= Martin Foley (criminal) =

Irish criminal

Martin "The Viper" Foley (born 24 November 1952) is an Irish criminal. He rose from petty crime to become an associate of Martin Cahill. Foley has 40 convictions, and is considered a key figure in the McCormack-Foley crime family from Crumlin, Dublin. He has had several attempts on his life including being shot on five occasions, most recently on 26 January 2008. Foley was shot a number of times outside the Carlisle gym on Kimmage Road West, South Dublin. The men behind the attack were involved in a separate gun feud, which has since run its course because the main players are all either dead or in prison. Foley has kept a lower profile since then.
==Early life and family==
He was born in Derry and was one of five children of a couple who moved south to live in Crumlin. He is an uncle of James Quinn.

==Criminal career==
A well known Dublin gangland criminal, Foley's first conviction was in 1968. Since then he has been a member of Martin Cahill's criminal gang, and jailed for numerous offences including breaking a police officer's jaw.

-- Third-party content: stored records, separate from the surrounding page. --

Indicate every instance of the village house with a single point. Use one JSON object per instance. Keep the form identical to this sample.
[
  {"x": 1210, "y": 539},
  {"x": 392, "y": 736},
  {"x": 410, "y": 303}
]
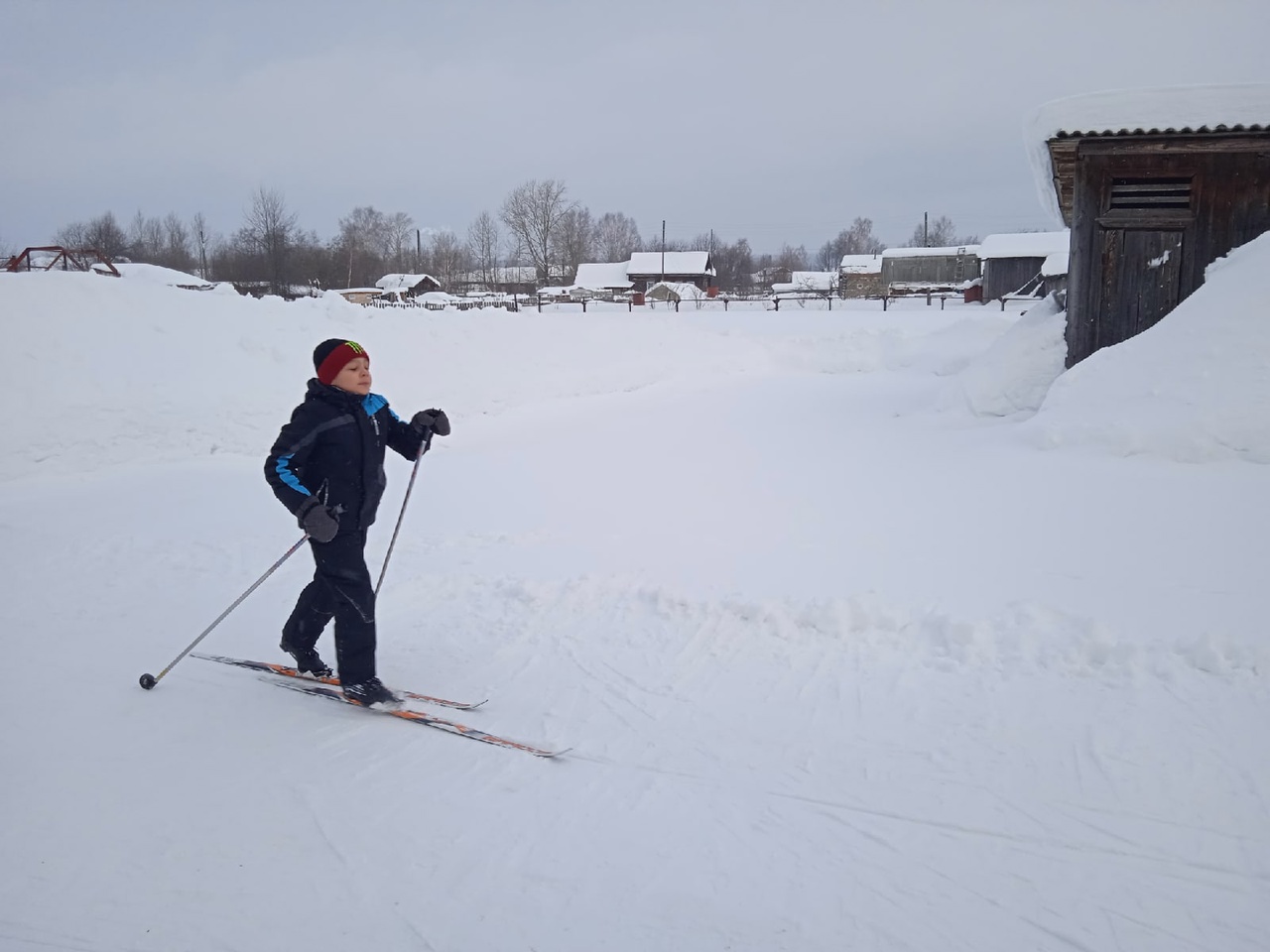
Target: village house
[
  {"x": 1155, "y": 184},
  {"x": 408, "y": 285},
  {"x": 860, "y": 276},
  {"x": 647, "y": 268},
  {"x": 922, "y": 270},
  {"x": 602, "y": 280},
  {"x": 1014, "y": 264}
]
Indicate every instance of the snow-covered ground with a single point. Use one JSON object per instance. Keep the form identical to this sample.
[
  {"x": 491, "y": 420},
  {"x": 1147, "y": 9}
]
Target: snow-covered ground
[{"x": 862, "y": 635}]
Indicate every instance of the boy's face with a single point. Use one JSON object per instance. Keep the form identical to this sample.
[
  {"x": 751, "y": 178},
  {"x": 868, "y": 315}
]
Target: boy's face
[{"x": 356, "y": 376}]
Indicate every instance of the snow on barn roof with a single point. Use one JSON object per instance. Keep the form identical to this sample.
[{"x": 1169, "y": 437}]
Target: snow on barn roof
[
  {"x": 1037, "y": 244},
  {"x": 1141, "y": 112},
  {"x": 1055, "y": 266},
  {"x": 155, "y": 275},
  {"x": 860, "y": 264},
  {"x": 403, "y": 282},
  {"x": 676, "y": 263},
  {"x": 807, "y": 282},
  {"x": 931, "y": 252},
  {"x": 602, "y": 276}
]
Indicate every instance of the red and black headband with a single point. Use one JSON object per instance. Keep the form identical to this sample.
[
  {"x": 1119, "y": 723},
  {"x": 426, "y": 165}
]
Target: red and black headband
[{"x": 331, "y": 356}]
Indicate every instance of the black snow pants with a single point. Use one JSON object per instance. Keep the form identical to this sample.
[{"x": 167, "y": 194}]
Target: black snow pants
[{"x": 341, "y": 590}]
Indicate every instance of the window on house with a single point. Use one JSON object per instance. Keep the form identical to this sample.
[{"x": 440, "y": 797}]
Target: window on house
[{"x": 1151, "y": 194}]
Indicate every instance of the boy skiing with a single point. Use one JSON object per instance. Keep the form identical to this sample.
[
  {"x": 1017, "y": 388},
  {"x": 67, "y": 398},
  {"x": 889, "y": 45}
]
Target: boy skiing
[{"x": 326, "y": 467}]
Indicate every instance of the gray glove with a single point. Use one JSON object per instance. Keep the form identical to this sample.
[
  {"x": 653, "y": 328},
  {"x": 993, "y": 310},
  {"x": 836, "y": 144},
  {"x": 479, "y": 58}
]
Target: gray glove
[
  {"x": 318, "y": 521},
  {"x": 427, "y": 421}
]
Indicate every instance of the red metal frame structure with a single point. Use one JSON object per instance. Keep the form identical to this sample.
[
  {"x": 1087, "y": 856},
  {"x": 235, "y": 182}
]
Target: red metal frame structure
[{"x": 70, "y": 259}]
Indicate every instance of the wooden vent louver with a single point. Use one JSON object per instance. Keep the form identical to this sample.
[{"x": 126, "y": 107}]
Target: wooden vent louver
[{"x": 1151, "y": 194}]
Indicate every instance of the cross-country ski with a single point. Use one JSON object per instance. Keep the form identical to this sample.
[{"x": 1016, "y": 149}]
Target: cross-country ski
[
  {"x": 422, "y": 719},
  {"x": 331, "y": 680}
]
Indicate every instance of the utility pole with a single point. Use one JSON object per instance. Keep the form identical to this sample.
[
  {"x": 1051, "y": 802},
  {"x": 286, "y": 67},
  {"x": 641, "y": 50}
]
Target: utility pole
[{"x": 663, "y": 250}]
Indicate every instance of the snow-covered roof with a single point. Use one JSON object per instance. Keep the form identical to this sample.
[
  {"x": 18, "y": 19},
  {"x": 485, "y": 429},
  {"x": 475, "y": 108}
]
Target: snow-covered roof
[
  {"x": 930, "y": 252},
  {"x": 860, "y": 264},
  {"x": 676, "y": 263},
  {"x": 1141, "y": 112},
  {"x": 155, "y": 275},
  {"x": 807, "y": 281},
  {"x": 602, "y": 276},
  {"x": 1037, "y": 244},
  {"x": 403, "y": 282}
]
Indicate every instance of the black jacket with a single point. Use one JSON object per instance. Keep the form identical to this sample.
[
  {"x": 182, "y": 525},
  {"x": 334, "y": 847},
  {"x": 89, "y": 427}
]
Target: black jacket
[{"x": 333, "y": 447}]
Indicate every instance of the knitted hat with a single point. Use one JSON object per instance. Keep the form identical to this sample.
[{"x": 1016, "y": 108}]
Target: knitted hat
[{"x": 331, "y": 356}]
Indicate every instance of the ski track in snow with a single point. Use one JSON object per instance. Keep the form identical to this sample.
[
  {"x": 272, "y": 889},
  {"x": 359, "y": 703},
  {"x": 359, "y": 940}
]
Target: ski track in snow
[{"x": 802, "y": 717}]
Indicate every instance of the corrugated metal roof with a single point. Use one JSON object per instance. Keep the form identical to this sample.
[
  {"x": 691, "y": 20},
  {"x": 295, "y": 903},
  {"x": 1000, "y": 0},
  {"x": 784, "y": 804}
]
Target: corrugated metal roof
[{"x": 1167, "y": 131}]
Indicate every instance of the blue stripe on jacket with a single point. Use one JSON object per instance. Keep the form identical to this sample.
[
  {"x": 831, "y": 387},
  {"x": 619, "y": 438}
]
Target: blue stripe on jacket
[{"x": 284, "y": 470}]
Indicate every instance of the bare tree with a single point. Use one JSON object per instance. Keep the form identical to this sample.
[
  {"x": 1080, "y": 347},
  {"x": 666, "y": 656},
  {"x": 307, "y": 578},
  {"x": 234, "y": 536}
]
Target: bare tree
[
  {"x": 532, "y": 212},
  {"x": 270, "y": 227},
  {"x": 398, "y": 231},
  {"x": 447, "y": 258},
  {"x": 616, "y": 236},
  {"x": 792, "y": 259},
  {"x": 102, "y": 234},
  {"x": 574, "y": 240},
  {"x": 856, "y": 240},
  {"x": 483, "y": 245},
  {"x": 734, "y": 266},
  {"x": 202, "y": 240},
  {"x": 176, "y": 253},
  {"x": 361, "y": 243}
]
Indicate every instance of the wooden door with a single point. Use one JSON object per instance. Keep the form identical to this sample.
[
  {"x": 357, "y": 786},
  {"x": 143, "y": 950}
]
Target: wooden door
[{"x": 1141, "y": 281}]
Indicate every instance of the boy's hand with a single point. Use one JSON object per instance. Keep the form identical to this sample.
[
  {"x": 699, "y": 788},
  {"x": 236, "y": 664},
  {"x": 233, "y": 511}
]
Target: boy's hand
[
  {"x": 431, "y": 421},
  {"x": 318, "y": 521}
]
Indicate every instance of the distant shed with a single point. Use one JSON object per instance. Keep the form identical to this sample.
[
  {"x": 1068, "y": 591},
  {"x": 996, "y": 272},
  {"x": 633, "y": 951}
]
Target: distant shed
[
  {"x": 411, "y": 285},
  {"x": 1012, "y": 264},
  {"x": 1155, "y": 184},
  {"x": 860, "y": 276},
  {"x": 647, "y": 268},
  {"x": 930, "y": 266},
  {"x": 602, "y": 278}
]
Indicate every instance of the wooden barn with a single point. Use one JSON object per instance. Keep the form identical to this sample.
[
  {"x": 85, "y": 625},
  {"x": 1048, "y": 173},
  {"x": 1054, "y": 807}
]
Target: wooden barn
[
  {"x": 411, "y": 285},
  {"x": 929, "y": 267},
  {"x": 1155, "y": 184},
  {"x": 1014, "y": 264},
  {"x": 647, "y": 268}
]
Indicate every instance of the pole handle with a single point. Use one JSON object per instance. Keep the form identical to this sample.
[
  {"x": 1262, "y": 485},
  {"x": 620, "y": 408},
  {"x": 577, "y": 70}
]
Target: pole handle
[{"x": 423, "y": 448}]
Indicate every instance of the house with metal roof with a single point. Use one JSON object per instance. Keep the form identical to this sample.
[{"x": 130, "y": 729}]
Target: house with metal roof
[{"x": 1155, "y": 184}]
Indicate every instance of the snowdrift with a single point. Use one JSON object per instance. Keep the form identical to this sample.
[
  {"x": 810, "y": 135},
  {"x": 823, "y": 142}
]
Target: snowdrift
[{"x": 1196, "y": 388}]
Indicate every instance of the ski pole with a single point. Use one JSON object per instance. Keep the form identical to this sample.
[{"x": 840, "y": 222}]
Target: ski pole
[
  {"x": 149, "y": 680},
  {"x": 402, "y": 515}
]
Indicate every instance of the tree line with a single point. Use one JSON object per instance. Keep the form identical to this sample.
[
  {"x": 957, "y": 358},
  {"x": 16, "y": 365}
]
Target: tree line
[{"x": 538, "y": 225}]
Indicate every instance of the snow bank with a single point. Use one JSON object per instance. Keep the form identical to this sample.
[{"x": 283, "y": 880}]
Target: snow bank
[
  {"x": 1196, "y": 388},
  {"x": 1015, "y": 372}
]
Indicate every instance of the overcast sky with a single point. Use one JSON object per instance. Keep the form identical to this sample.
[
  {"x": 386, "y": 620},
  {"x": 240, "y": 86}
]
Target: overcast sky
[{"x": 779, "y": 122}]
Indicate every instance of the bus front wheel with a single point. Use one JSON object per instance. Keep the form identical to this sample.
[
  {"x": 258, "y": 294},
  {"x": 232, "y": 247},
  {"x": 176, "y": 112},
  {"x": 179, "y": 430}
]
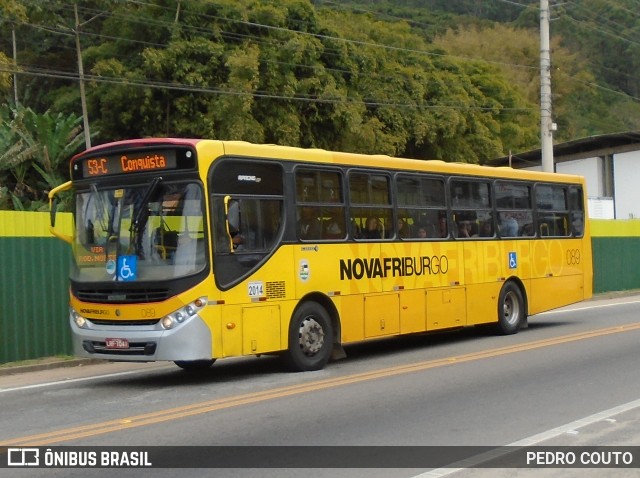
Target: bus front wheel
[
  {"x": 195, "y": 365},
  {"x": 310, "y": 338},
  {"x": 511, "y": 309}
]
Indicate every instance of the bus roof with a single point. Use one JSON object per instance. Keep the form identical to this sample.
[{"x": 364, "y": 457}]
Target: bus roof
[{"x": 243, "y": 148}]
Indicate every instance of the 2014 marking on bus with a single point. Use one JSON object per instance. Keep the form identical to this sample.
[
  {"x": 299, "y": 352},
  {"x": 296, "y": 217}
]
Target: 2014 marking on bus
[{"x": 256, "y": 289}]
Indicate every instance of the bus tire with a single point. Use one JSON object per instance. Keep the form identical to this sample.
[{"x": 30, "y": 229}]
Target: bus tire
[
  {"x": 195, "y": 365},
  {"x": 511, "y": 309},
  {"x": 310, "y": 338}
]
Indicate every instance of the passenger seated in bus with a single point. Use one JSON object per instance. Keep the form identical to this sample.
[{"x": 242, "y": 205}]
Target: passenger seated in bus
[
  {"x": 485, "y": 230},
  {"x": 309, "y": 224},
  {"x": 508, "y": 225},
  {"x": 443, "y": 230},
  {"x": 404, "y": 229},
  {"x": 334, "y": 226},
  {"x": 371, "y": 229},
  {"x": 464, "y": 229}
]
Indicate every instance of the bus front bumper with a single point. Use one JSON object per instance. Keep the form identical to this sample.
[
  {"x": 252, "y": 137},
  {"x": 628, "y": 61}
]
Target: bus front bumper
[{"x": 143, "y": 343}]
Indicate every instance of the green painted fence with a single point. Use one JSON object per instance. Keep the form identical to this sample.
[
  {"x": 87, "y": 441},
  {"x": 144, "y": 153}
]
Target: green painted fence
[
  {"x": 34, "y": 288},
  {"x": 616, "y": 255},
  {"x": 35, "y": 269}
]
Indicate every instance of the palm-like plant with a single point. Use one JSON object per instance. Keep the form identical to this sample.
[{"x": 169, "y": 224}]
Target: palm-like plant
[{"x": 41, "y": 143}]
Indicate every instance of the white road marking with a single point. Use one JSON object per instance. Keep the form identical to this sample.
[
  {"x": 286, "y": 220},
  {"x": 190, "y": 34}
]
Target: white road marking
[{"x": 533, "y": 440}]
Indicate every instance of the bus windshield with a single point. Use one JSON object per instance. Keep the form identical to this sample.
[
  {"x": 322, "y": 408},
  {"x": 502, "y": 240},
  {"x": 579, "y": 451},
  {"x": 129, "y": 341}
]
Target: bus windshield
[{"x": 149, "y": 232}]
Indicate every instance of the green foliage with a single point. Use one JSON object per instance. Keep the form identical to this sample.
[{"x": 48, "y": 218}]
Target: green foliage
[
  {"x": 419, "y": 78},
  {"x": 34, "y": 154}
]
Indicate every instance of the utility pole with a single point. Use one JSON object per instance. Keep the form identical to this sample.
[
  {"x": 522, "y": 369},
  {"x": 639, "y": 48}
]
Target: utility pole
[
  {"x": 83, "y": 99},
  {"x": 546, "y": 122},
  {"x": 15, "y": 63}
]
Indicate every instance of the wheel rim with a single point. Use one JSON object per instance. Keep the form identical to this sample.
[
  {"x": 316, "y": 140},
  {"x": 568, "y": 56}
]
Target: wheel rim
[
  {"x": 511, "y": 308},
  {"x": 311, "y": 336}
]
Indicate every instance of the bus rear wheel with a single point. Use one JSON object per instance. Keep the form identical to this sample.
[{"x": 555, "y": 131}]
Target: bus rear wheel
[
  {"x": 195, "y": 365},
  {"x": 511, "y": 309},
  {"x": 310, "y": 338}
]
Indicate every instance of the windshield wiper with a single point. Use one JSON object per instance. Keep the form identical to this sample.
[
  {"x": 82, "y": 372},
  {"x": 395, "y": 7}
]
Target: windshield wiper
[
  {"x": 135, "y": 225},
  {"x": 141, "y": 215}
]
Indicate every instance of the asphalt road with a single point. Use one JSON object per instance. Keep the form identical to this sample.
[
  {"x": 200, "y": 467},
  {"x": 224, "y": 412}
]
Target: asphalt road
[{"x": 570, "y": 379}]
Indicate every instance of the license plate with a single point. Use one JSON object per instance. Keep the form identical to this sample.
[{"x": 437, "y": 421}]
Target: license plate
[{"x": 116, "y": 343}]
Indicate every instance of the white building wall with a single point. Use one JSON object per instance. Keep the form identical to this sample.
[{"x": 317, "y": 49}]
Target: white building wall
[
  {"x": 626, "y": 181},
  {"x": 591, "y": 169}
]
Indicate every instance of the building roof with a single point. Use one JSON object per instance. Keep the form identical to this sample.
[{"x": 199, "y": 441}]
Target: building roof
[{"x": 593, "y": 146}]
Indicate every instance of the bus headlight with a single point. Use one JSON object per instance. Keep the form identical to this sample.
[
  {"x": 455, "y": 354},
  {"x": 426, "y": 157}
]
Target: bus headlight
[
  {"x": 80, "y": 321},
  {"x": 184, "y": 313}
]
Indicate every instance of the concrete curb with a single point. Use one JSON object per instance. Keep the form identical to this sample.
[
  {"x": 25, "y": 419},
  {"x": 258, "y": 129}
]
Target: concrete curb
[
  {"x": 47, "y": 365},
  {"x": 52, "y": 363}
]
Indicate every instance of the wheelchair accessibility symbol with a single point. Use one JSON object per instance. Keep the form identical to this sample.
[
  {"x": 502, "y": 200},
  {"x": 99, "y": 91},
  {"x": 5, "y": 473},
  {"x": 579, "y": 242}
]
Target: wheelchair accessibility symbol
[{"x": 127, "y": 268}]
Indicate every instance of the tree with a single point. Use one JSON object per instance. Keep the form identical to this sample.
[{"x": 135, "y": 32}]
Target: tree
[{"x": 35, "y": 150}]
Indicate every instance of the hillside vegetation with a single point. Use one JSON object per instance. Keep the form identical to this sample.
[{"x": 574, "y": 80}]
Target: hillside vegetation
[{"x": 451, "y": 80}]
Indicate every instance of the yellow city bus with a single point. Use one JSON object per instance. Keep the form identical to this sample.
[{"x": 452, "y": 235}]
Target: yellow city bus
[{"x": 194, "y": 250}]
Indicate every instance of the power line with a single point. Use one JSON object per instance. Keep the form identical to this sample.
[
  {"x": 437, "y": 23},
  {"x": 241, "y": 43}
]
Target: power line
[{"x": 224, "y": 91}]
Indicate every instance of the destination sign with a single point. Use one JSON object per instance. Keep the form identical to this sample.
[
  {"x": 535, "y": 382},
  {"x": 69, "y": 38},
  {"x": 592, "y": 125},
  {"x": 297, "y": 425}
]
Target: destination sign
[
  {"x": 127, "y": 163},
  {"x": 134, "y": 162}
]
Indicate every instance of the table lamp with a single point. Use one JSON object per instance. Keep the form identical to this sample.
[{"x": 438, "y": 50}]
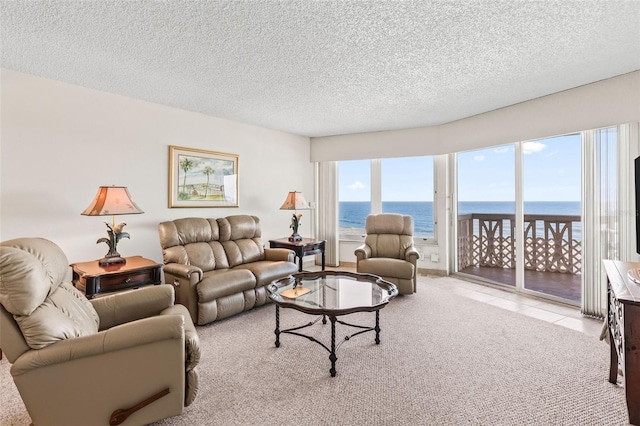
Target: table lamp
[
  {"x": 112, "y": 201},
  {"x": 295, "y": 201}
]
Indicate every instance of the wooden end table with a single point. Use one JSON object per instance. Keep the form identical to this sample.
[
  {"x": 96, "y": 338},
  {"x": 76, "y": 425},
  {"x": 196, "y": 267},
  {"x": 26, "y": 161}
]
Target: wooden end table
[
  {"x": 623, "y": 322},
  {"x": 302, "y": 248},
  {"x": 94, "y": 279}
]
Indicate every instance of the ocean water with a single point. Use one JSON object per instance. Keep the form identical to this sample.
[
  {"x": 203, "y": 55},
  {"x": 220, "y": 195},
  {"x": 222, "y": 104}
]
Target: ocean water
[{"x": 352, "y": 214}]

In 1982 John Traynor shared information on O'Connor's jewellery manufacturing in Harold's Cross with Cahill and his gang. In summer 1983 Cahill and Foley were key figures in a ten member gang who took staff hostage and stole £2 million worth of jewels.

In 1984, the Concerned Parents Against Drugs group claimed that Foley and associates of dealing drugs. In response Martin Cahill set up Concerned Criminals Action Committee, which was led by Foley. They marched on homes of the Concerned Parents and eventually a truce was reached.

Paddy Shanahan, a criminal from County Kildare approached Foley about stealing paintings from the collection of Sir Alfred Beit. In May that year the Cahill gang stole from the collection a total of £30 million worth of paintings.

An attack on 26 January 2008 was the fourth time Foley has been shot; in 1995 outside Fatima Mansions, in 1996 by the convicted murderer Brian Meehan, and in 2000 as he left a swimming pool in Terenure. This shooting is believed to be linked to the Crumlin-Drimnagh feud, with Foley aligned to one of the feuding gangs. He was also abducted by the Provisional IRA in 1984, but escaped following a shoot-out in Phoenix Park between the kidnappers and Gardaí.

In 2017 a brother of Seán Dunne was awarded €10,000 by a High Court judge as a result of intimidation of him and his family by a "debt collection agency" run by Foley.

In 2025 he was ordered to pay the Criminal Assets Bureau over €1 million in outstanding tax or lose the home he lives in with his wife and daughter. He was assessed as owing €916,960.12 in unpaid taxes from 1993 to 2000 plus interest. The judge gave him 18 months to pay the unpaid taxes and refused an application to allow the family to remain until his daughter turns 18. The case has lasted over a decade.

In September 2026 he began a legal case in the High Court to challenge the attempt by the Criminal Assets Bureau to seize and sell his home.